For motion on a circle of radius $r$ at speed $v$, the required inward force magnitude is

$$F_c = \frac{m v^2}{r}$$

This formula tells you how much inward force is needed. It does not tell you which physical force provides it.

You may also see the same relationship written as

$$F_c = m \omega^2 r$$

because $v = \omega r$ for circular motion.

What Centripetal Force Actually Means

Centripetal force is not an extra force you add to a free-body diagram. It is the name for the net force pointing toward the center. In one problem that force may be tension. In another, it may be gravity, friction, or the normal force.

If the speed is constant, the velocity still changes because its direction keeps turning. That directional change requires centripetal acceleration:

$$a_c = \frac{v^2}{r}$$

If the speed is changing too, then there is also a tangential component of acceleration. In that case, $m v^2 / r$ still gives the inward part of the net force, but not the entire net force.

Why The Force Points Inward

An object in motion tends to keep moving in its current direction. To keep bending that motion into a circle, the net force has to keep pointing inward.

A ball on a string is the standard example. The string tension pulls toward the center, so the ball's velocity keeps turning. If the string breaks, there is no new outward force. The ball simply continues in the direction it was already moving at that instant.
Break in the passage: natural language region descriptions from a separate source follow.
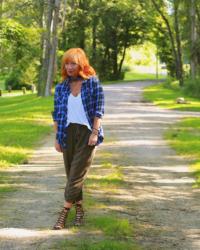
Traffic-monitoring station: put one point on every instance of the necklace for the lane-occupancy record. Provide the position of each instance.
(74, 78)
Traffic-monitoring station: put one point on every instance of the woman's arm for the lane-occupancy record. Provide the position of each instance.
(55, 124)
(94, 135)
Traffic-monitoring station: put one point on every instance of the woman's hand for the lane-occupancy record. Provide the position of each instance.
(92, 140)
(58, 147)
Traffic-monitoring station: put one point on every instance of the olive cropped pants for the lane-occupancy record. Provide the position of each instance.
(77, 157)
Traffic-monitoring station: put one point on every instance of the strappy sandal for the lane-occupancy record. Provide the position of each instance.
(79, 215)
(60, 224)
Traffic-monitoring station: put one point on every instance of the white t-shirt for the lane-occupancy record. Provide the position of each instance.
(76, 112)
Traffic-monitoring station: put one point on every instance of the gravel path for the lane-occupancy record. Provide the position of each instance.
(157, 196)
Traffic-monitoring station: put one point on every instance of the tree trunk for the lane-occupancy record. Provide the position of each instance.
(178, 42)
(1, 8)
(52, 56)
(193, 59)
(42, 40)
(64, 15)
(122, 59)
(170, 32)
(94, 43)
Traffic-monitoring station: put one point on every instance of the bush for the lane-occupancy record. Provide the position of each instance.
(14, 82)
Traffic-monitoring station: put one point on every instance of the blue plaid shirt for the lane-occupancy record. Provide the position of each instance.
(93, 102)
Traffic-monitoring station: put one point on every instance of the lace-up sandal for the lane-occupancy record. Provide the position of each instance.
(60, 224)
(79, 215)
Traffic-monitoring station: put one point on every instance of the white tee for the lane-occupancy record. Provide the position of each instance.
(76, 112)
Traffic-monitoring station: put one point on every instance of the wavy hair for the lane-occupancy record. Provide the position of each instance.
(78, 56)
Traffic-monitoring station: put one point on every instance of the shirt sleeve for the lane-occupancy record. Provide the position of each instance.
(54, 113)
(99, 105)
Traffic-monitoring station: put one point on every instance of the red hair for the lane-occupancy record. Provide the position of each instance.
(79, 57)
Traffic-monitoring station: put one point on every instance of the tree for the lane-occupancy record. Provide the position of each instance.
(173, 33)
(49, 44)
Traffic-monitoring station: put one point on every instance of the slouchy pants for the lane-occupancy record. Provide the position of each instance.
(77, 157)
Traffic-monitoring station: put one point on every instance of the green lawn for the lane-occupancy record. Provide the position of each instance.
(166, 98)
(184, 136)
(23, 121)
(2, 84)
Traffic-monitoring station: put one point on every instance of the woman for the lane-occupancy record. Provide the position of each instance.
(78, 110)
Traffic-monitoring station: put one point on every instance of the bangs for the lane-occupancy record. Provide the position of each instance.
(78, 56)
(71, 58)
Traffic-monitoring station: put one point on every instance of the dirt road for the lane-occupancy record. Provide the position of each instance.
(157, 196)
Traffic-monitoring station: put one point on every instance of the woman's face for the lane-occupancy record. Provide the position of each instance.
(72, 69)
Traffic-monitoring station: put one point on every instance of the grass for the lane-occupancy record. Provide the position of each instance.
(184, 136)
(97, 245)
(111, 226)
(136, 76)
(166, 98)
(2, 82)
(23, 121)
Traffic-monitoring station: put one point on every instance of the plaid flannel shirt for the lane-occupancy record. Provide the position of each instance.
(93, 102)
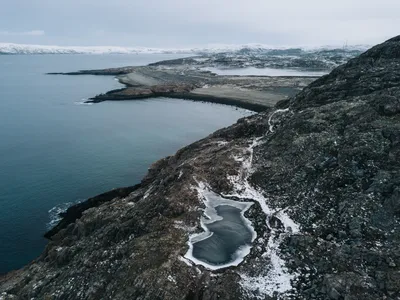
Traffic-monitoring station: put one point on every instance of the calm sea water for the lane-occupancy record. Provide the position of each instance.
(55, 150)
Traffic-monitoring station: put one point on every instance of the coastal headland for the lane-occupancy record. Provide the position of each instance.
(176, 79)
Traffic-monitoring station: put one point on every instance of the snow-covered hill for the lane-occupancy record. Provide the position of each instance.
(9, 48)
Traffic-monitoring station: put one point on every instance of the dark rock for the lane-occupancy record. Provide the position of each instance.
(327, 159)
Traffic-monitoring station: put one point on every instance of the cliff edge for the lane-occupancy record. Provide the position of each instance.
(322, 170)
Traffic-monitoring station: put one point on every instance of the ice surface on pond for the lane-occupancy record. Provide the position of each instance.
(227, 235)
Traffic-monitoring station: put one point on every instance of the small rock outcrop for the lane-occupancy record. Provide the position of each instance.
(323, 171)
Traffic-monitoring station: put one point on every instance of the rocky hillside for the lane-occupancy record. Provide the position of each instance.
(323, 171)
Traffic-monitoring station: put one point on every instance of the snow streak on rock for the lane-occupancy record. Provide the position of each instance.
(277, 278)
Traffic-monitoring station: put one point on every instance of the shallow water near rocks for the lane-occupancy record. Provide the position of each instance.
(228, 235)
(53, 150)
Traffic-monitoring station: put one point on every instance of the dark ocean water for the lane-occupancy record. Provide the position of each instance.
(55, 150)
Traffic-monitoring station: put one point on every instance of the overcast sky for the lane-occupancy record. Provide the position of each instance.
(186, 23)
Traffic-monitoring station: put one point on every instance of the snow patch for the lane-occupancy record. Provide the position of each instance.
(277, 279)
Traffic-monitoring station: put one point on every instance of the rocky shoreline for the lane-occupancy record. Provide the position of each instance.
(179, 81)
(322, 171)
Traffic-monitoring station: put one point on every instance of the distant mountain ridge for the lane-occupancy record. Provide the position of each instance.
(11, 48)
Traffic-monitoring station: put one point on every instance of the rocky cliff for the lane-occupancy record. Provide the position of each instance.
(323, 172)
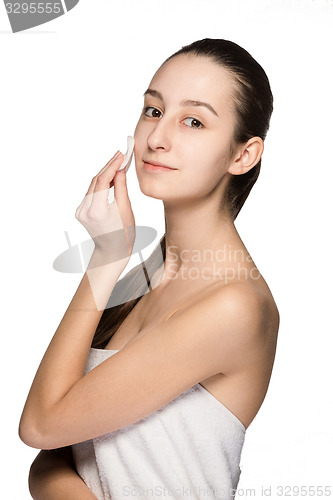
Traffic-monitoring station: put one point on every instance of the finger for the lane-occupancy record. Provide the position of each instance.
(92, 186)
(122, 198)
(99, 198)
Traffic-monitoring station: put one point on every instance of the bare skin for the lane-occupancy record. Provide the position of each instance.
(218, 329)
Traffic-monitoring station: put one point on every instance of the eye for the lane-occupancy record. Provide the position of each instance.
(152, 112)
(194, 123)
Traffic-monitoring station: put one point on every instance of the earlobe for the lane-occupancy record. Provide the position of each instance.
(247, 156)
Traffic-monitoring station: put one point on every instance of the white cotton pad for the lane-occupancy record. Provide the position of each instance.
(125, 164)
(128, 155)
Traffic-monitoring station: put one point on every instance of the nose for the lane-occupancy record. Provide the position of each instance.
(159, 138)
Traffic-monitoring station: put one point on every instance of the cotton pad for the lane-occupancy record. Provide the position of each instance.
(125, 164)
(128, 155)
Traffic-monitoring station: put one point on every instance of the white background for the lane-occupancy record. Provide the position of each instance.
(71, 91)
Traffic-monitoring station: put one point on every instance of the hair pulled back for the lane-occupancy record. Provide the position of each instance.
(253, 106)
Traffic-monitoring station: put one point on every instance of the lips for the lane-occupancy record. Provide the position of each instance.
(157, 164)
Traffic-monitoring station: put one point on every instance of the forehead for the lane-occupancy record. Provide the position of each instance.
(194, 77)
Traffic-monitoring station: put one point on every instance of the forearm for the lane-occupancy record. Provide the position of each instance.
(65, 359)
(52, 477)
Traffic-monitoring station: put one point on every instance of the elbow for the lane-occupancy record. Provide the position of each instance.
(31, 433)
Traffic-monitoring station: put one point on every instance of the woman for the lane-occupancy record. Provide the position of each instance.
(178, 371)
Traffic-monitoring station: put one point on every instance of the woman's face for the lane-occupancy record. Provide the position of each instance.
(187, 124)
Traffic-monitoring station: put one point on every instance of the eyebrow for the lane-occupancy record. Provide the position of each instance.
(188, 102)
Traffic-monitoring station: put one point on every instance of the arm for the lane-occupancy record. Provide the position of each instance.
(52, 477)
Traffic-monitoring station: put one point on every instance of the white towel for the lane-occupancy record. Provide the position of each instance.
(190, 447)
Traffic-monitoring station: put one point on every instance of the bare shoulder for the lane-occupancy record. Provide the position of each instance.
(249, 321)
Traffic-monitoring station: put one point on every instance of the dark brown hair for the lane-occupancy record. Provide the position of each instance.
(253, 104)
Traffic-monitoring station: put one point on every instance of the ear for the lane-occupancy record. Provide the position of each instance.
(247, 156)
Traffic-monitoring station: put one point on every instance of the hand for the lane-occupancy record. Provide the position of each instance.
(111, 226)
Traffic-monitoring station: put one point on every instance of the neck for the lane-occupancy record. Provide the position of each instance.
(201, 241)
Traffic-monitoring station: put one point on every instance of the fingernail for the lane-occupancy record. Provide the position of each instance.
(115, 156)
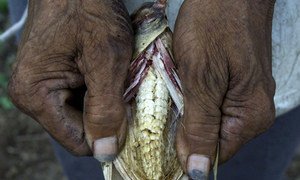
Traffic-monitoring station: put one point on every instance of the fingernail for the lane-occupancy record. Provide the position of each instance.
(198, 167)
(105, 149)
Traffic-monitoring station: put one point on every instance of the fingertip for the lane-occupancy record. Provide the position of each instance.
(198, 167)
(105, 149)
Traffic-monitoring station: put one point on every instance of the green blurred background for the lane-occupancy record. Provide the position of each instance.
(25, 151)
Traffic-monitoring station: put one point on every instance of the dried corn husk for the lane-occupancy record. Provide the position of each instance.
(155, 97)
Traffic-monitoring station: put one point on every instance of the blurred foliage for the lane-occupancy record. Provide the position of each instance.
(6, 53)
(3, 6)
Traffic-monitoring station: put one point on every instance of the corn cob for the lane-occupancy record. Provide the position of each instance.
(155, 96)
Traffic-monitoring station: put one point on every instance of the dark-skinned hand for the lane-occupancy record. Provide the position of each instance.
(70, 72)
(223, 52)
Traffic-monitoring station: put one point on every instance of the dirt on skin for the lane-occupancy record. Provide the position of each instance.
(25, 151)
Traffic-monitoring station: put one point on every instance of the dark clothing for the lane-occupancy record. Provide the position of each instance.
(264, 158)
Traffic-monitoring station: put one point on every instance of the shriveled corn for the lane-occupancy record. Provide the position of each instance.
(155, 97)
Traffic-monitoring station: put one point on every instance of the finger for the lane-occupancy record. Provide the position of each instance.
(50, 102)
(104, 63)
(203, 90)
(244, 118)
(42, 83)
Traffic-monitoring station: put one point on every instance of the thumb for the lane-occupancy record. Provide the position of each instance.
(197, 138)
(104, 66)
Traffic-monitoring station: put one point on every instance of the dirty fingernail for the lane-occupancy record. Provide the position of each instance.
(198, 167)
(105, 149)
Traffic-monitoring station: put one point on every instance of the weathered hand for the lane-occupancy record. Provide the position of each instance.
(223, 50)
(70, 72)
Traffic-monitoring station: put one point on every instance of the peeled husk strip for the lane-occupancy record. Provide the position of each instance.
(152, 54)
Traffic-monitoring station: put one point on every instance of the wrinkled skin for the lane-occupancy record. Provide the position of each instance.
(71, 67)
(223, 51)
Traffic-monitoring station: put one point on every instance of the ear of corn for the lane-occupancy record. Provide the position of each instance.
(155, 97)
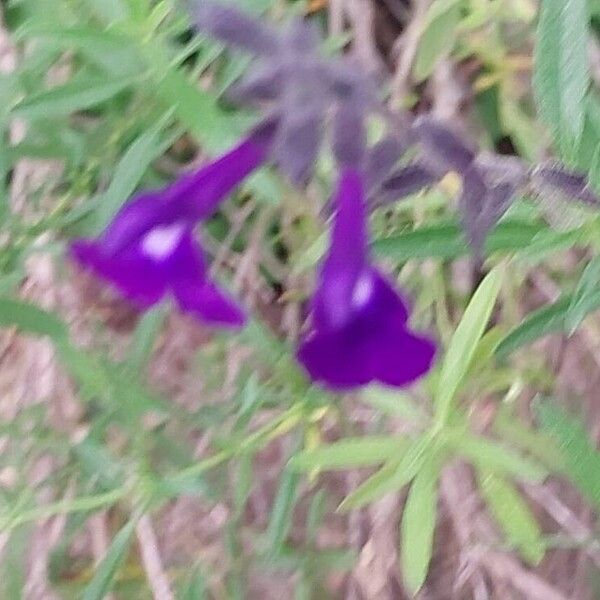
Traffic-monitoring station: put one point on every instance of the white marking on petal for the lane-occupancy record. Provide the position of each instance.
(160, 242)
(362, 291)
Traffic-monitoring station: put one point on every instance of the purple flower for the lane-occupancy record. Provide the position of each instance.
(360, 322)
(148, 251)
(165, 261)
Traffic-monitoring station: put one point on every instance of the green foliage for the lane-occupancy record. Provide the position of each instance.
(438, 36)
(104, 577)
(143, 95)
(561, 76)
(418, 525)
(581, 459)
(513, 516)
(464, 342)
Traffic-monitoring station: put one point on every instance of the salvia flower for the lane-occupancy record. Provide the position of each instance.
(148, 251)
(360, 331)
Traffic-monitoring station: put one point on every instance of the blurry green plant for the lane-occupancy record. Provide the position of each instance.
(130, 94)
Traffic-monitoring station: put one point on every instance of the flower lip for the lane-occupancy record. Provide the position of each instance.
(160, 243)
(360, 332)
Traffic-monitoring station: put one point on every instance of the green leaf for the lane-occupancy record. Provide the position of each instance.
(77, 94)
(446, 241)
(464, 341)
(582, 460)
(438, 36)
(198, 111)
(548, 319)
(513, 515)
(561, 77)
(29, 318)
(351, 453)
(105, 574)
(418, 525)
(496, 457)
(391, 477)
(144, 337)
(586, 288)
(129, 172)
(111, 51)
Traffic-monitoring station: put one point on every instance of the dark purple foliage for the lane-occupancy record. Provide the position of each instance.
(404, 182)
(554, 178)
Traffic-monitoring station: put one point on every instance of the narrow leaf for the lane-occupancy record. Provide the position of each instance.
(561, 76)
(548, 319)
(513, 516)
(465, 339)
(418, 525)
(351, 453)
(496, 457)
(105, 574)
(28, 318)
(391, 477)
(438, 36)
(582, 460)
(77, 94)
(586, 288)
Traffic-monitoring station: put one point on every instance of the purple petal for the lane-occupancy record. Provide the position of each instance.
(350, 358)
(347, 258)
(401, 357)
(373, 302)
(193, 196)
(131, 272)
(196, 295)
(336, 360)
(200, 192)
(209, 303)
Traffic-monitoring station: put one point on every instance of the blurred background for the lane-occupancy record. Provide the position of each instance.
(144, 455)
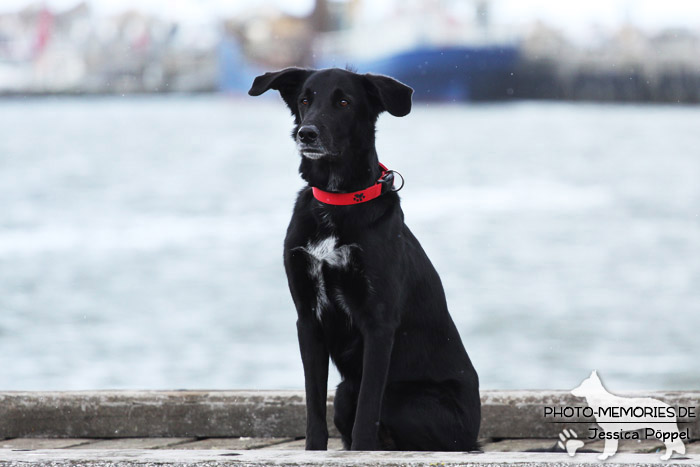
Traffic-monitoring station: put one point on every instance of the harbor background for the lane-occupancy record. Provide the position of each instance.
(133, 254)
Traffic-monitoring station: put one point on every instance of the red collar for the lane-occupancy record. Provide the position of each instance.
(384, 184)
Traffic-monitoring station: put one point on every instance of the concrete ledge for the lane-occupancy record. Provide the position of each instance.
(111, 458)
(269, 414)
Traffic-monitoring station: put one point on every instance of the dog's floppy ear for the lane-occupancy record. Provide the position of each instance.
(286, 81)
(392, 95)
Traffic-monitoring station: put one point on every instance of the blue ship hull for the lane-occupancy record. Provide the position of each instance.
(448, 74)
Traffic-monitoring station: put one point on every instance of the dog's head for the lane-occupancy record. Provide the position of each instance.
(335, 112)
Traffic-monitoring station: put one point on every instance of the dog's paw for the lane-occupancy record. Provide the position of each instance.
(568, 442)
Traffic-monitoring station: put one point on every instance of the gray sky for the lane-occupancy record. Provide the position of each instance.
(649, 14)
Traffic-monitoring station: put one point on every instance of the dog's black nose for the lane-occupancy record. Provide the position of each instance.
(308, 134)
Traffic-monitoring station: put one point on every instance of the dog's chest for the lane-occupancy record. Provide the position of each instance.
(327, 257)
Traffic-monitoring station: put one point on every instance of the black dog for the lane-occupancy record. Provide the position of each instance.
(366, 293)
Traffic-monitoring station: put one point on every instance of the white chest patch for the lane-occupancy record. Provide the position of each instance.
(327, 252)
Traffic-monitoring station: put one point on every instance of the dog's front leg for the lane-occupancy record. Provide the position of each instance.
(378, 343)
(314, 356)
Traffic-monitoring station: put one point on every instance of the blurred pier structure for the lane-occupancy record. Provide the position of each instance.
(75, 51)
(628, 66)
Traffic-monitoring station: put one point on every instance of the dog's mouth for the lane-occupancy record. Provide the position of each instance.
(312, 152)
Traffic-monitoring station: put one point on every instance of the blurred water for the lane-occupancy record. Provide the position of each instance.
(141, 240)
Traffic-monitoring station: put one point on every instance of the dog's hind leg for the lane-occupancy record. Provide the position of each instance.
(344, 409)
(422, 417)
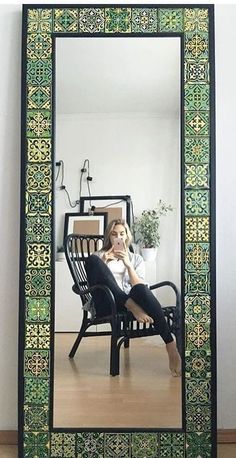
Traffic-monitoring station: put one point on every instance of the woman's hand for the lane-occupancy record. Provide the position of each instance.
(123, 256)
(108, 255)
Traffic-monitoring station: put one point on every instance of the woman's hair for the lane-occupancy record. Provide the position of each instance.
(110, 228)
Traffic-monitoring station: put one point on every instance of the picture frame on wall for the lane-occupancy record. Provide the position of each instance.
(116, 207)
(85, 223)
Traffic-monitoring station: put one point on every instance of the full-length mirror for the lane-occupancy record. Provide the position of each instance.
(118, 105)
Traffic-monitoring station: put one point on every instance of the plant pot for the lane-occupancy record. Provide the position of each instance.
(149, 254)
(60, 256)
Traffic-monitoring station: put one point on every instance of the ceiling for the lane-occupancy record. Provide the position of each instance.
(118, 75)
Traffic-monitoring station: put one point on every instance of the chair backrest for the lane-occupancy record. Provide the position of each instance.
(77, 248)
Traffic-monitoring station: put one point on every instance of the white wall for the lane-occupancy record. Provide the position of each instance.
(134, 154)
(10, 38)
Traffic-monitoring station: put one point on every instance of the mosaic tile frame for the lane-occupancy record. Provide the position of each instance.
(195, 23)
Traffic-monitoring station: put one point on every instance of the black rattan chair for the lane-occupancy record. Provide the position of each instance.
(123, 325)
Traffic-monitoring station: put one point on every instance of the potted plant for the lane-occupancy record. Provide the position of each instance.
(60, 253)
(146, 229)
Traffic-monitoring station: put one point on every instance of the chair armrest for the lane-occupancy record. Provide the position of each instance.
(105, 289)
(173, 286)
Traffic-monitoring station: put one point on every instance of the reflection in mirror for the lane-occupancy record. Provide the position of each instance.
(117, 105)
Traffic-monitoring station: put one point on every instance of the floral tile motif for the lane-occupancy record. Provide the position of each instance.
(36, 444)
(91, 20)
(197, 150)
(37, 336)
(196, 19)
(39, 73)
(36, 363)
(39, 98)
(39, 149)
(197, 336)
(38, 229)
(36, 391)
(38, 309)
(144, 20)
(65, 20)
(63, 445)
(170, 20)
(39, 21)
(145, 445)
(41, 24)
(197, 229)
(197, 176)
(117, 445)
(36, 418)
(118, 20)
(197, 309)
(90, 445)
(198, 364)
(198, 445)
(198, 417)
(39, 46)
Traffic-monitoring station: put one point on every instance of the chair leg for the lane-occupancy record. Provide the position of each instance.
(126, 342)
(114, 353)
(79, 338)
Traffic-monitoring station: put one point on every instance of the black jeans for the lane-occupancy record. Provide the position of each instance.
(98, 273)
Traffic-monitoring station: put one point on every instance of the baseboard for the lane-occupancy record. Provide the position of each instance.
(225, 436)
(8, 437)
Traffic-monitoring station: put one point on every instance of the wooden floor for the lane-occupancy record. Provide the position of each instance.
(224, 451)
(144, 395)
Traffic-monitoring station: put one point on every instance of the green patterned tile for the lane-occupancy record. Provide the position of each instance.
(36, 363)
(90, 445)
(36, 391)
(118, 20)
(39, 20)
(39, 46)
(198, 444)
(197, 336)
(39, 72)
(170, 20)
(36, 445)
(37, 282)
(37, 336)
(145, 445)
(196, 46)
(196, 96)
(198, 364)
(66, 20)
(197, 176)
(197, 150)
(39, 149)
(144, 20)
(38, 309)
(36, 418)
(39, 98)
(197, 123)
(197, 257)
(197, 202)
(117, 445)
(197, 229)
(38, 255)
(198, 417)
(38, 204)
(197, 308)
(38, 229)
(92, 20)
(39, 123)
(63, 445)
(196, 19)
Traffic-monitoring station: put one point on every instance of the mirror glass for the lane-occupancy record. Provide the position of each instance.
(117, 105)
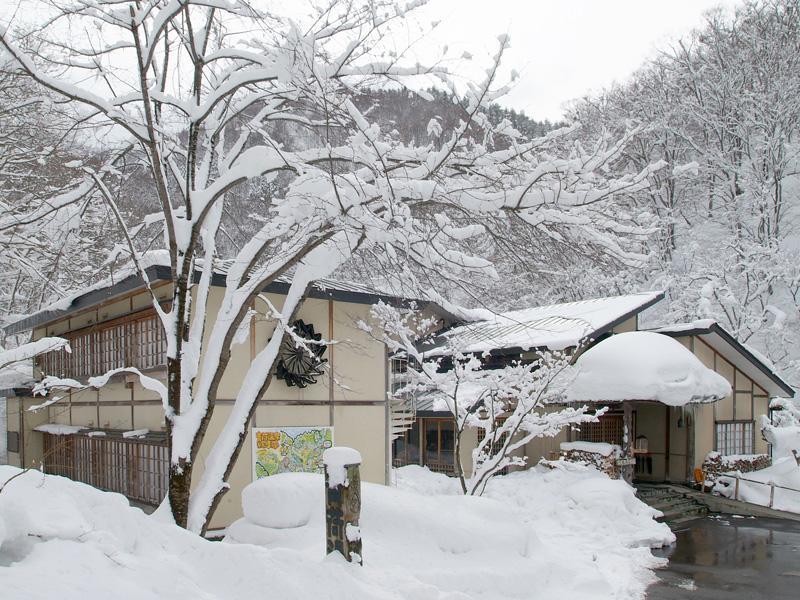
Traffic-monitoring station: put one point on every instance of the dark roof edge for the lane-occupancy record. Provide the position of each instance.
(739, 347)
(163, 273)
(592, 336)
(16, 392)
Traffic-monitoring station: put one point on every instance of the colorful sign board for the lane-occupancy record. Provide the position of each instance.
(289, 449)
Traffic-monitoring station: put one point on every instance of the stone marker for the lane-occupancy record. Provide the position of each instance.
(343, 502)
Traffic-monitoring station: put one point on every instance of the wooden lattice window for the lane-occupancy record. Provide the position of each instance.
(137, 468)
(734, 437)
(135, 341)
(439, 445)
(609, 429)
(406, 447)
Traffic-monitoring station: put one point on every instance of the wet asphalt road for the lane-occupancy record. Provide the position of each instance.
(730, 558)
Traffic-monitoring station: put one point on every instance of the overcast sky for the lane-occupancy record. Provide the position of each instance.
(564, 49)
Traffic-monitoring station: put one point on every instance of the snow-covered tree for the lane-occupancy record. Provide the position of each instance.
(506, 405)
(194, 92)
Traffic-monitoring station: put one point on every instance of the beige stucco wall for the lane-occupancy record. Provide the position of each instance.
(20, 419)
(350, 395)
(747, 402)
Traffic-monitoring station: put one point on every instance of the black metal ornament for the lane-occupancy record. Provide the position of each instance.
(297, 365)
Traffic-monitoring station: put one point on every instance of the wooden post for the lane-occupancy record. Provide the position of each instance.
(627, 442)
(343, 502)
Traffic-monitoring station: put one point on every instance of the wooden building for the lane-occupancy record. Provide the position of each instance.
(673, 441)
(114, 437)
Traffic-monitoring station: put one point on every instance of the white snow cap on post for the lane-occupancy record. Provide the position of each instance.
(336, 461)
(642, 365)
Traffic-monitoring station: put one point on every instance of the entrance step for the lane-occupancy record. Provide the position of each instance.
(677, 503)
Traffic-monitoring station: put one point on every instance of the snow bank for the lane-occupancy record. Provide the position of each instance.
(281, 502)
(336, 461)
(600, 448)
(569, 533)
(58, 428)
(642, 365)
(755, 486)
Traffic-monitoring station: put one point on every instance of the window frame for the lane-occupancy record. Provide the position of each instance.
(723, 443)
(133, 340)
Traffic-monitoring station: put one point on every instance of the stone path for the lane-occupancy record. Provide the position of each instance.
(731, 558)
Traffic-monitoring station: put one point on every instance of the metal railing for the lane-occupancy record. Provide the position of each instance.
(772, 485)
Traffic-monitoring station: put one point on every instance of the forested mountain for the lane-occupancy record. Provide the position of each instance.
(720, 108)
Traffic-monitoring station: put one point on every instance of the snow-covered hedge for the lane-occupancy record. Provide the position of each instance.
(602, 457)
(715, 464)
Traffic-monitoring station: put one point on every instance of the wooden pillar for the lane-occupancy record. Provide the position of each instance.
(667, 442)
(343, 502)
(628, 461)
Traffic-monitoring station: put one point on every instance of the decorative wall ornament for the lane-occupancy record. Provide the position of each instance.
(298, 365)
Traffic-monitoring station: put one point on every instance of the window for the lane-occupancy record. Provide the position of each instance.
(399, 373)
(406, 448)
(135, 341)
(734, 437)
(12, 441)
(608, 429)
(440, 445)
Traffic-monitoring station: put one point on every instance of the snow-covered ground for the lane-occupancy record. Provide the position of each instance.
(570, 533)
(754, 487)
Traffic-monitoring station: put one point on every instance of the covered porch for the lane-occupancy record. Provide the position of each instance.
(650, 384)
(661, 439)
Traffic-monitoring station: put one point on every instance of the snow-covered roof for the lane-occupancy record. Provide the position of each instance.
(156, 264)
(556, 327)
(642, 365)
(745, 358)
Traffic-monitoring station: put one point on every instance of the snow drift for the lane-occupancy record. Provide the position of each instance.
(569, 533)
(642, 365)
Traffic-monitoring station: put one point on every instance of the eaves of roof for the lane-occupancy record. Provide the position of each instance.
(716, 329)
(593, 336)
(158, 273)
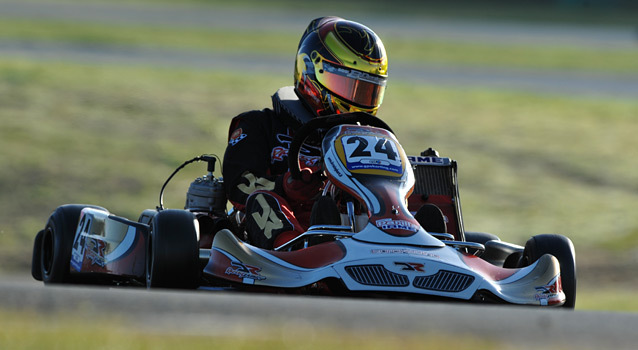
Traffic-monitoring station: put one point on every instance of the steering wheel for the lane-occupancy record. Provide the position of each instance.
(326, 122)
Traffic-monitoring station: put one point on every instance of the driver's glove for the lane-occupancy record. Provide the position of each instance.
(304, 189)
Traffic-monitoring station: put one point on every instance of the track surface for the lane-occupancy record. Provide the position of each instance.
(579, 83)
(214, 312)
(205, 312)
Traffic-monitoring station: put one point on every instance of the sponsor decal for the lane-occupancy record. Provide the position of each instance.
(550, 293)
(278, 154)
(244, 271)
(236, 136)
(418, 267)
(406, 251)
(390, 224)
(334, 167)
(428, 160)
(95, 252)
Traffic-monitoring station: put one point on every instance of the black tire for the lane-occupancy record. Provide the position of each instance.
(480, 237)
(36, 268)
(56, 243)
(172, 254)
(562, 248)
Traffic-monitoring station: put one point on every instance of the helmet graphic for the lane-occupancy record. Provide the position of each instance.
(341, 67)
Worked Example: Car On A Flat Curve

Suppose a car of mass $m = 1200\ \mathrm{kg}$ moves around a flat circular curve of radius $r = 50\ \mathrm{m}$ at speed $v = 15\ \mathrm{m/s}$.

Start with the centripetal-force formula:

$$F_c = \frac{m v^2}{r}$$

Now substitute the values:

$$F_c = \frac{(1200)(15^2)}{50} = \frac{(1200)(225)}{50} = 5400\ \mathrm{N}$$

So the car needs $5400\ \mathrm{N}$ of net force toward the center of the curve. On a flat road, that inward force is usually provided by static friction between the tires and the road.

That last sentence is the real physics step. The formula gives the required inward force, but you still have to identify which real force supplies it.

Common Mistakes With Centripetal Force

Treating it like a separate force

Ask which real force points inward. Do not add a second force called "centripetal force" unless you mean the inward net result of the actual forces.

Calling circular motion balanced

If the path keeps curving, the net force is not zero. A nonzero inward force is required.

Ignoring the radius

For the same mass and speed, a smaller radius means a sharper turn, so it needs a larger centripetal force.

Inventing an outward force in an inertial frame

In an inertial frame, the required force points inward. The "outward" feeling in a turning car comes from your body's tendency to keep moving straight while the car changes direction.

Where You Use Centripetal Force

Centripetal force shows up whenever motion follows a circular path or a path that is well approximated as circular. Common examples include cars turning, objects on strings, roller-coaster loops, satellites, and planets in orbit.

In many problems, the main job is to connect circular motion to another force law. You may set tension equal to $m v^2 / r$, or gravity equal to $m v^2 / r$, depending on the situation.

Try A Similar Problem

Keep the same car and radius, but double the speed from $15\ \mathrm{m/s}$ to $30\ \mathrm{m/s}$. Because the force depends on $v^2$, the required centripetal force becomes four times larger, not two times larger.

If you want another case after that, try your own version with different numbers and check which real force would provide the inward pull.